Un homme subissant un plaquage
ventral, gémissant sous le poids du genou d’un fasciste Blanc. C’est l’illustration
de la domination de ce dernier, c’est l’hégémonie d’une culture ségrégationniste
abjecte. Drôle de dialogue surréaliste. L’homme Noir gémissant, crie qu’il ne
peut respirer, mais justement, l’homme au dessus de lui ne veut pas qu’il
respire, puisque l’air ambiant est sa propriété, et ne peut le partager
équitablement avec un homme de condition inférieure.
Cette image nous a
profondément bouleversés. C’est l’humanité qui est touchée en nous, c’est son
universalité qui s’indigne en nous. Voilà pourquoi, cela nous met face à nos pleutreries.
Tout un cortège bigarré s’invite à notre mémoire : des cordes de pendaison,
de lynchage, des chaînes aux cous, des ventes aux surenchères, des ratonnades,
des villages rasés, un continent dépeuplé, etc. Comment avons-nous fait pour oublier ?
Quelle éponge sournoise a visité, à notre insu, notre mémoire pour effacer
cette souillure, afin que notre confort psychologique et moral ne soit pas égratigné.
Sommes-nous aujourd’hui à
l’orée d’une révolution culturelle ? Ces déboulonnages de ces statuts, ces
dénonciations, ces émotions, cette colère qui gronde. Est-ce le prodrome d’une
nouvelle ère ? Tout cela n’est-il pas un grattage révélant une histoire
ensanglantée, d’une humanité qui traversa les siècles, face enfoncée dans la
boue. Comment tolérer que cela perdure ?
Comment ne pas mettre en
relief l’esclavage, l’inégalité des races, donc, le pillage, la colonisation,
l’épuration ethnique, l’apartheid, le génocide des peuples autochtones. Ne s’agit-il
pas de l’histoire glorieuse d’un homme Blanc
qui exerça son droit divin, d’écraser de son genou la nuque d’un peuple qui
réclame son droit à la respiration.
Sommes-nous à l’orée d’une
révolution culturelle ? Bon Dieu, les conséquences sont extraordinaires.
Cela veut dire que nous allons entrer de plein pied, en pleine modernité. Cela
veut dire, que nous allons tourner cette page de honte. Cette même page qui empoisonna
notre existence, assombrit nos horizons et ceux des générations futurs.

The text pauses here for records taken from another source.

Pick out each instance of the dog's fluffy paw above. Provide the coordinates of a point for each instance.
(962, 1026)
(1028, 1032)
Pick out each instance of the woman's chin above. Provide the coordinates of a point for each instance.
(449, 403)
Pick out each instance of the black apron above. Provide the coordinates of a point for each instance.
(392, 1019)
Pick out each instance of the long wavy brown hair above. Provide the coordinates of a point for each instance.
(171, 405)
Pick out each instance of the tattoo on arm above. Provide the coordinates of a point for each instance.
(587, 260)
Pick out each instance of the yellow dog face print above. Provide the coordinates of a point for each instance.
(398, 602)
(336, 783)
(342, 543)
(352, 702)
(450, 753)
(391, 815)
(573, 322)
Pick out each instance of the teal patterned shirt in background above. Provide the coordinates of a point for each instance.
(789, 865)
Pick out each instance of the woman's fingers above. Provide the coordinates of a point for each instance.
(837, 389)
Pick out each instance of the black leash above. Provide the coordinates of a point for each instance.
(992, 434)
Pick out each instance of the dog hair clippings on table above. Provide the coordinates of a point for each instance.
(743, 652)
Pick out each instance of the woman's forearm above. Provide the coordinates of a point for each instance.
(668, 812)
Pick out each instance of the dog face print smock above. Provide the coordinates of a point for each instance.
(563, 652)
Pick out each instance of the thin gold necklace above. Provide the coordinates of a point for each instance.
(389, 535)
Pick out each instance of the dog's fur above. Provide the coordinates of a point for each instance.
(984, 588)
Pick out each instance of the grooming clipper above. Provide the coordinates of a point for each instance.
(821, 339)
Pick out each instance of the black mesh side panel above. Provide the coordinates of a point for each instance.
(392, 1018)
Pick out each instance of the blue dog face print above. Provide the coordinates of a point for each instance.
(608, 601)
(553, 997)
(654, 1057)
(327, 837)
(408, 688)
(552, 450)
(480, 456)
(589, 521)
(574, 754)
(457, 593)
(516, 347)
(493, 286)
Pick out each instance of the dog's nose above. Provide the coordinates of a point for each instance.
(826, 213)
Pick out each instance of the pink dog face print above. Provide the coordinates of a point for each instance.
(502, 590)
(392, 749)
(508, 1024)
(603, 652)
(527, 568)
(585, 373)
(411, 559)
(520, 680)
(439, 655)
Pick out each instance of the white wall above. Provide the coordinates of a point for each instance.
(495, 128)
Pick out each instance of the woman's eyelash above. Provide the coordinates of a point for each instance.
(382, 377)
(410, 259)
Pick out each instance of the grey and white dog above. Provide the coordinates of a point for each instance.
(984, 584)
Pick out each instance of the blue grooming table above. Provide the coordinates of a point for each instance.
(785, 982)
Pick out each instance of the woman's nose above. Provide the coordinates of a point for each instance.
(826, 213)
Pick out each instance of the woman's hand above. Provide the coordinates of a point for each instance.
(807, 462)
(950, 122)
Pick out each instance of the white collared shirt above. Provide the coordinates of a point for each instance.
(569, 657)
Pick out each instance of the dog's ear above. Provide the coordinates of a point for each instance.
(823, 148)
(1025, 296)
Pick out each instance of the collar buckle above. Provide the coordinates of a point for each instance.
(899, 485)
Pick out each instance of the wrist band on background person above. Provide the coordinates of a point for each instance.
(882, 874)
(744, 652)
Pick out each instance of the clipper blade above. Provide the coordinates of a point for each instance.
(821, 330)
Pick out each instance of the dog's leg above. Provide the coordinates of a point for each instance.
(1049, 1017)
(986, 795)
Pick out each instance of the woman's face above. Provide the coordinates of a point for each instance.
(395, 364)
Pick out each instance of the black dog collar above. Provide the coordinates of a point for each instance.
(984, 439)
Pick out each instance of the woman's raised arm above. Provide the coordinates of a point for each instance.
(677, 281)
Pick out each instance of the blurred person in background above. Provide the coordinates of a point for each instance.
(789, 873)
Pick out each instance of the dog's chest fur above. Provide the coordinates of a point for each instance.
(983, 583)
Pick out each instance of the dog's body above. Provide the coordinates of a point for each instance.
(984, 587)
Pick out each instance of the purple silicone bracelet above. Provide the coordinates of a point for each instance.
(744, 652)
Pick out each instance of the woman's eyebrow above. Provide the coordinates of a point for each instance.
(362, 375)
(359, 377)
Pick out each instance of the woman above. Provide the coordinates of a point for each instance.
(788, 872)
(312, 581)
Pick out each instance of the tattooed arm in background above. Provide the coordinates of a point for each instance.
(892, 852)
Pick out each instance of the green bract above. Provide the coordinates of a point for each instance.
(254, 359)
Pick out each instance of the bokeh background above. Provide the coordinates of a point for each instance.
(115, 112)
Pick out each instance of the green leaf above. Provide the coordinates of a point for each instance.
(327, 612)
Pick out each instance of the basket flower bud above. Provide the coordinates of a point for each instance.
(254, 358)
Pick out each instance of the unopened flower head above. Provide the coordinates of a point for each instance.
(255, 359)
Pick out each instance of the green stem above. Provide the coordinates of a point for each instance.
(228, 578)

Reste à dire, qu’une telle
modernité intellectuelle, ne peut avoir lieu sans le feu roulant d’une critique
historique dévastatrice et salutaire, nous rappelant que nos préjugés sont
complaisamment entretenus, que nos exclusions sont savamment maintenues, que
nos lâchetés sont abondamment irriguées. Ainsi, c’est une supercherie que de proclamer
sur tous les toits, que la barbarie Hitlérienne est effacée, que l’infâme fasciste
est vaincue. Non, l’opprobre s’efface il est vrai, mais il continue
sournoisement à structurer certaines consciences. Tant il est vrai, que « les
progrès de la raison sont lents et les racines des préjugés profondes », comme
nous l’enseigna le grand Voltaire.
Voltaire, dites-vous ? Alors,
n’est-il pas temps d’écouter ces allumeurs de réverbères, ceux qui s’attèlent à
cette noble tâche de nous éclairer, de rétablir les ponts avec une fraternité
méprisée. Ceux, qui nous apprennent à trembler d’émotion et de colère face à
l’asservissement de l’homme par l’homme. Ceux, qui nous apprennent qu’il faut
se méfier d’une vérité qui ne satisfait que soi, et surtout cette vérité ignominieuse
qui veut convaincre que certains hommes sont d’une autre essence, ce qui
justifie leur asservissement et la confiscation de leurs droits.